David Pence, in almost two full pages of the Sunday Star Tribune editorial pages on Aug. 31, wrote a piece, “The influence of religion,” that almost screams for a Crusade against Muslims. According to Pence, it is not so much the oil in Iraq or the opium or mineral wealth in Afghanistan that is the mechanism of war as much as “the deep communal loyalties of religion and nation.” And, if you accept the fixed determinants of religion, then he seems to be advocating for a Judeo-Christian Jihad in determining “Who can [emphasis in the original] be our allies? Who must [emphasis in the original] be our foes?”
It was particularly sad for me to read this because I knew David almost 50 years ago when he was an earnest Catholic conscientious objector to the war in Vietnam. He went to prison for those beliefs. I have always respected and admired him for that commitment.

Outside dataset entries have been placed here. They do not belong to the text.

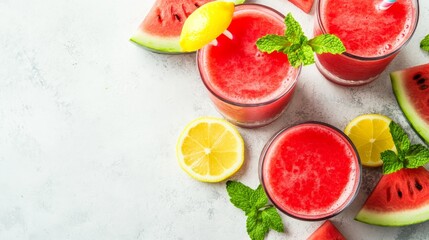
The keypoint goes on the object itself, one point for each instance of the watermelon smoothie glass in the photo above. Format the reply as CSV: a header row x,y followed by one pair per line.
x,y
248,87
310,171
372,37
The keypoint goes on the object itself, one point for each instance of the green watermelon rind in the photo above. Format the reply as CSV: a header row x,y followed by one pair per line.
x,y
159,44
418,124
156,43
394,219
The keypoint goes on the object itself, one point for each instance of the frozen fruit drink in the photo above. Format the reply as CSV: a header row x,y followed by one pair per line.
x,y
248,87
372,37
310,171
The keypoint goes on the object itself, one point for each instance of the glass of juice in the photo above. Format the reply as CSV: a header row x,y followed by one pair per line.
x,y
372,37
310,171
248,87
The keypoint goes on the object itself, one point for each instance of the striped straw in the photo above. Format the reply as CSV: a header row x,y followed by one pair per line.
x,y
386,4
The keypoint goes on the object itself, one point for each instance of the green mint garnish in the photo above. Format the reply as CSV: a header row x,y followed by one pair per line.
x,y
424,44
260,215
297,46
409,155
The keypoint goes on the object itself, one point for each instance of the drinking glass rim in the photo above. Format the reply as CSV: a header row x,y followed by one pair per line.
x,y
264,103
345,204
322,28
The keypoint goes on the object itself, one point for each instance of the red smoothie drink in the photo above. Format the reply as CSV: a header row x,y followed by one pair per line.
x,y
248,87
310,171
372,37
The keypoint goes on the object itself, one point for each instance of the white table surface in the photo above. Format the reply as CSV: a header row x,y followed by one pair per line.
x,y
89,123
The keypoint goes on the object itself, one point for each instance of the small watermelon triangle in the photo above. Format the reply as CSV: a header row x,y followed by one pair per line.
x,y
327,231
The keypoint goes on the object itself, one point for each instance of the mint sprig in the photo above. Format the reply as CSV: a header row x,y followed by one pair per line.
x,y
297,46
408,155
261,217
424,44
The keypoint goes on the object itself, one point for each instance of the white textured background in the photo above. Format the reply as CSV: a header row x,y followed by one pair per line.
x,y
89,122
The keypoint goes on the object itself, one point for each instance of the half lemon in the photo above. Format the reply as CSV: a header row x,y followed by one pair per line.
x,y
210,149
371,136
205,24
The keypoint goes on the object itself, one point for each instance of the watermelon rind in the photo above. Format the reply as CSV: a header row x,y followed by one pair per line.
x,y
399,199
156,43
418,124
161,44
395,219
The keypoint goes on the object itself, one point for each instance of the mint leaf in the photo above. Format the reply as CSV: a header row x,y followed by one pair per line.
x,y
327,43
255,227
297,46
258,198
424,44
272,219
409,156
391,162
417,156
400,139
301,56
260,215
240,195
270,43
293,30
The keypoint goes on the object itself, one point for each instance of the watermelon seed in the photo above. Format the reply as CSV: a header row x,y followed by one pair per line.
x,y
399,194
410,189
388,194
177,17
421,81
417,76
418,185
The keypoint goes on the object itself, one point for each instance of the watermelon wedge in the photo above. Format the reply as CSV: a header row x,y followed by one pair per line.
x,y
411,89
327,231
400,198
160,29
304,5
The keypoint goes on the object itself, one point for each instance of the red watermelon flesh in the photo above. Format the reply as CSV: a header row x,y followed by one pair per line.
x,y
304,5
160,29
411,89
400,198
327,231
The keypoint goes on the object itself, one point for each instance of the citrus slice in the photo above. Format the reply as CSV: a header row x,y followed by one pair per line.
x,y
371,136
205,24
210,149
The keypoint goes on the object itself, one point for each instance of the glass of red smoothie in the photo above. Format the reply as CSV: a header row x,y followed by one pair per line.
x,y
372,37
248,87
310,171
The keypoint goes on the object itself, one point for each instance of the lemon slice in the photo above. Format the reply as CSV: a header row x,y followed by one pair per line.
x,y
210,149
205,24
371,135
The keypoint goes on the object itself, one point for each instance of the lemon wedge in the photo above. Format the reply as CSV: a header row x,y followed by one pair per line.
x,y
205,24
210,149
371,135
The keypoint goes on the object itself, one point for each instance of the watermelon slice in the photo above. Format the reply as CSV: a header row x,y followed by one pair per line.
x,y
160,30
411,89
304,5
400,198
327,231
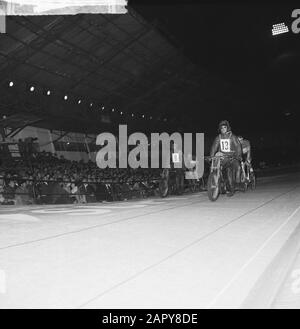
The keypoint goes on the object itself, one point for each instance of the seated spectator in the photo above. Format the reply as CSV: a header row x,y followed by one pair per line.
x,y
22,194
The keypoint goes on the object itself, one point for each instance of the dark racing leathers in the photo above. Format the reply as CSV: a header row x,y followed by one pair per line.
x,y
229,145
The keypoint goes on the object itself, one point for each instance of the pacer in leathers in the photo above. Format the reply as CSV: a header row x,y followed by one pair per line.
x,y
228,144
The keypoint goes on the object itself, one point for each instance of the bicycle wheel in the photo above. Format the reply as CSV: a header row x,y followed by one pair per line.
x,y
179,184
213,186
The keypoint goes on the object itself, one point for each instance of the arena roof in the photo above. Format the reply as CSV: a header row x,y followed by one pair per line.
x,y
89,72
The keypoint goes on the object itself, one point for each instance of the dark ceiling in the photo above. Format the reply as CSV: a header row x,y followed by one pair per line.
x,y
164,67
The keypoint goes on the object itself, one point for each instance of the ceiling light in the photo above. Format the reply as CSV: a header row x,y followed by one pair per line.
x,y
279,29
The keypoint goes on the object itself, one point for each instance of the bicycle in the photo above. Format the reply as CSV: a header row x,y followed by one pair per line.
x,y
172,182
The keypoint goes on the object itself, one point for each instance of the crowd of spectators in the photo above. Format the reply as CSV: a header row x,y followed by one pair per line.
x,y
45,178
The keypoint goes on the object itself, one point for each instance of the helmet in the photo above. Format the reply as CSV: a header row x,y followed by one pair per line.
x,y
225,123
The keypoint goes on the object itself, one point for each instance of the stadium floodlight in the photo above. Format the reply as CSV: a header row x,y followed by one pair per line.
x,y
279,29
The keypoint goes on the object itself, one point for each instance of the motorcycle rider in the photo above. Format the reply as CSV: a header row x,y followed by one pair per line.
x,y
226,143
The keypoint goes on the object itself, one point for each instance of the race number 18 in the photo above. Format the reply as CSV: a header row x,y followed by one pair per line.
x,y
225,145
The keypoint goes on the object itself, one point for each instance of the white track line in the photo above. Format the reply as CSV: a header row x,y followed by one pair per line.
x,y
251,259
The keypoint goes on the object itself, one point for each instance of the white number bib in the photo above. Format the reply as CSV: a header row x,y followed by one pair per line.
x,y
175,157
225,145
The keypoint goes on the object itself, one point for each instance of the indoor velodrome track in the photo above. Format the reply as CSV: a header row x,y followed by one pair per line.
x,y
177,252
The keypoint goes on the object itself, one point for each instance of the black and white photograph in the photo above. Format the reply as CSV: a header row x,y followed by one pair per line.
x,y
149,157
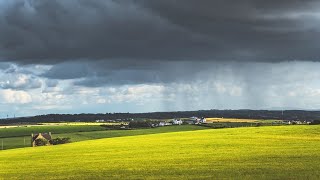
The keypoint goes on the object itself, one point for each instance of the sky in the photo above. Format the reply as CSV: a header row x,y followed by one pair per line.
x,y
99,56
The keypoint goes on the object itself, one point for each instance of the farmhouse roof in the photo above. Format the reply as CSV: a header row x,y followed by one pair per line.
x,y
44,135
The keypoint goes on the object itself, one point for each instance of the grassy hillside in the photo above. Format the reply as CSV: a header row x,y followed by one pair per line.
x,y
284,152
26,131
73,133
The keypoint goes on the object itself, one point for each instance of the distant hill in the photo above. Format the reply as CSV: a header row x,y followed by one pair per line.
x,y
245,113
278,152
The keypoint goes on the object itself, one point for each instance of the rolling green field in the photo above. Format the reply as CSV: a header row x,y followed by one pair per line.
x,y
279,152
76,133
26,131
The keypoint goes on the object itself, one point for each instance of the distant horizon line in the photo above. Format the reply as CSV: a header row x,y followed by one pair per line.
x,y
271,109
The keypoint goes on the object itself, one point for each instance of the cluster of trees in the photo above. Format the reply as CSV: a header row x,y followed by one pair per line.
x,y
140,124
316,122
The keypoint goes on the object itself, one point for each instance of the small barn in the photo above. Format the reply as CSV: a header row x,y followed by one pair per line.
x,y
44,136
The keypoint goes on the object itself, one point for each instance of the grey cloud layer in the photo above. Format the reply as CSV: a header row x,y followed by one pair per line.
x,y
56,31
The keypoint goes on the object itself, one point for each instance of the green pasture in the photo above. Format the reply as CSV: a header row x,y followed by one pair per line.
x,y
76,134
26,131
272,152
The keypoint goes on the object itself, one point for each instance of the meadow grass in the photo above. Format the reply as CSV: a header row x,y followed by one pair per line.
x,y
26,131
25,141
281,152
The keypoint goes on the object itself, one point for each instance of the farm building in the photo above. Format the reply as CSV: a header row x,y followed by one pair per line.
x,y
43,136
164,124
176,121
196,120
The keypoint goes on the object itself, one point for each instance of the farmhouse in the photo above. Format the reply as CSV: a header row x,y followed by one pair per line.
x,y
43,136
164,124
177,121
196,120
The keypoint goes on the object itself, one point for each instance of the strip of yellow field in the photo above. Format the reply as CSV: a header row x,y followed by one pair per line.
x,y
230,120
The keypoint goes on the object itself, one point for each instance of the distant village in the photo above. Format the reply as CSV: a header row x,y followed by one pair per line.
x,y
160,123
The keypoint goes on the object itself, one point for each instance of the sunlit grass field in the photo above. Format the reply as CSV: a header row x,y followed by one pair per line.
x,y
279,152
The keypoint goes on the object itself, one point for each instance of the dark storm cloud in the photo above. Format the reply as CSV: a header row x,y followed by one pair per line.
x,y
55,31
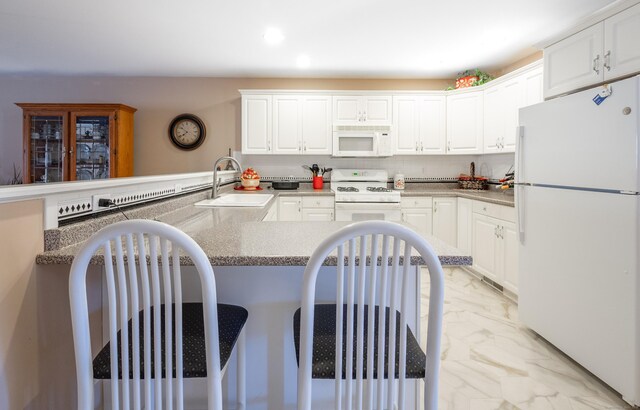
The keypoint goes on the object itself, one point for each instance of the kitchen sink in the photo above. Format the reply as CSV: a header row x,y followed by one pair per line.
x,y
257,200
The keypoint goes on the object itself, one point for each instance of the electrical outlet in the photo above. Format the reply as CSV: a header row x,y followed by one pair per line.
x,y
95,201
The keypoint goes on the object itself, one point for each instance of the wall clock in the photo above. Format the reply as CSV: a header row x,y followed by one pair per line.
x,y
187,131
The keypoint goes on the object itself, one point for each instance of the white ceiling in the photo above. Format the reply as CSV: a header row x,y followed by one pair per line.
x,y
342,38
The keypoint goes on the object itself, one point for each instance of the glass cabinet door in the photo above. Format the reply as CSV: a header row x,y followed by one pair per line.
x,y
92,142
47,148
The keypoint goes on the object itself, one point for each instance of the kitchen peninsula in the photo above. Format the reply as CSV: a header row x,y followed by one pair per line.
x,y
258,264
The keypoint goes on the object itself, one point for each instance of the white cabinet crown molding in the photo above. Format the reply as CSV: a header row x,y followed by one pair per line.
x,y
588,21
490,84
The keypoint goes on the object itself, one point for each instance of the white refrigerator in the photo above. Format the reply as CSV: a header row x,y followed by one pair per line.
x,y
577,175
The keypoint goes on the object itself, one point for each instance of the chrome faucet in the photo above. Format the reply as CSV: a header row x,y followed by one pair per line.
x,y
216,182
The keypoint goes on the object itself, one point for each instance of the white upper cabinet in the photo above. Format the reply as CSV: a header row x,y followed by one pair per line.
x,y
465,122
502,102
493,119
532,86
362,110
316,125
602,52
256,124
286,124
433,130
621,47
573,62
419,124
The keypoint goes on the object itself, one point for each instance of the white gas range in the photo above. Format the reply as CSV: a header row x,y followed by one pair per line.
x,y
362,194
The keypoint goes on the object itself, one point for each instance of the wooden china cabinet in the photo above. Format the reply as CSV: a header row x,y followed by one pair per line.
x,y
68,142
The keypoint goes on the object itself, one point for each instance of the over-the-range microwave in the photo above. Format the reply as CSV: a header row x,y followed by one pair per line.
x,y
362,141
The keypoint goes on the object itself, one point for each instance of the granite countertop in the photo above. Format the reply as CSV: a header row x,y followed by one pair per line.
x,y
450,189
230,236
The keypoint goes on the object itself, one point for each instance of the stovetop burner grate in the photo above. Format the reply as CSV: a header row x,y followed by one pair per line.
x,y
378,189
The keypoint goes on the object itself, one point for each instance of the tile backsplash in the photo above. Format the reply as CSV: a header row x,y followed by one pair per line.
x,y
493,166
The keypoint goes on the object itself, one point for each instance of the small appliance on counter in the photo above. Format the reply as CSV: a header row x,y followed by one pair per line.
x,y
398,181
508,180
317,174
472,181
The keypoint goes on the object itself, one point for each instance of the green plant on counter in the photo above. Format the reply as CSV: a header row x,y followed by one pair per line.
x,y
483,77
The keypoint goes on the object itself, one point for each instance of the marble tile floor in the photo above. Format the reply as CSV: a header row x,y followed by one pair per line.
x,y
491,361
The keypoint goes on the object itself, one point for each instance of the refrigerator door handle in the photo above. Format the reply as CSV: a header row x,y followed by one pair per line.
x,y
519,153
520,214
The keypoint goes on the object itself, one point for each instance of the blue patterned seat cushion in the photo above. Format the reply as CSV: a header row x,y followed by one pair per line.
x,y
324,344
231,320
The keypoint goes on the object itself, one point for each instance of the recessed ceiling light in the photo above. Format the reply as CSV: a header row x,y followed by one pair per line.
x,y
303,61
273,36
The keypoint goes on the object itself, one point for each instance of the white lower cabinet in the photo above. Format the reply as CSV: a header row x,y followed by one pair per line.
x,y
495,243
418,212
289,208
306,208
318,208
464,225
445,220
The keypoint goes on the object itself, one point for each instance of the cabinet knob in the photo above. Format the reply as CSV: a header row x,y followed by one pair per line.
x,y
607,60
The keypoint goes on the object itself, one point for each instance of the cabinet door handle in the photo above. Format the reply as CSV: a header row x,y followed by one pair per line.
x,y
607,60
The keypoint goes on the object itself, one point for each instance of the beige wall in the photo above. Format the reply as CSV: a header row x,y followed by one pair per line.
x,y
158,100
20,240
37,366
520,63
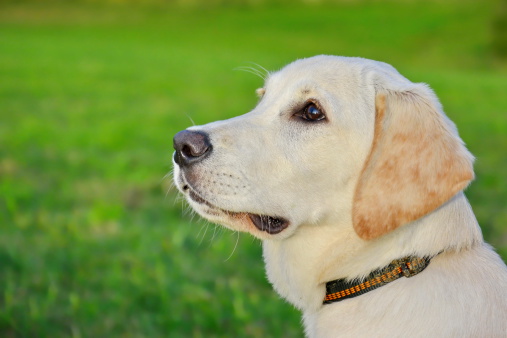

His experience as a Catholic should have taught him that the assertion of religious conservatism (whether Christian, Jewish or Islamic fundamentalism) is really just a last ditch reaction against the inevitability of progress. The Right to Life movement and the unconstitutional bans on gay marriages were at one time majority Catholic values, but they gave way eventually to the recognition that women should have the right to control their own reproductive systems and people should be allowed to love whomever they choose.
Likewise, it seems inevitable that Islamic fundamentalists will have to eventually accommodate a more modern view of the rights of women and a more balanced view of the world.
Faith is a comfort for those locked in darkness, but its strictures are loosened with the introduction of light.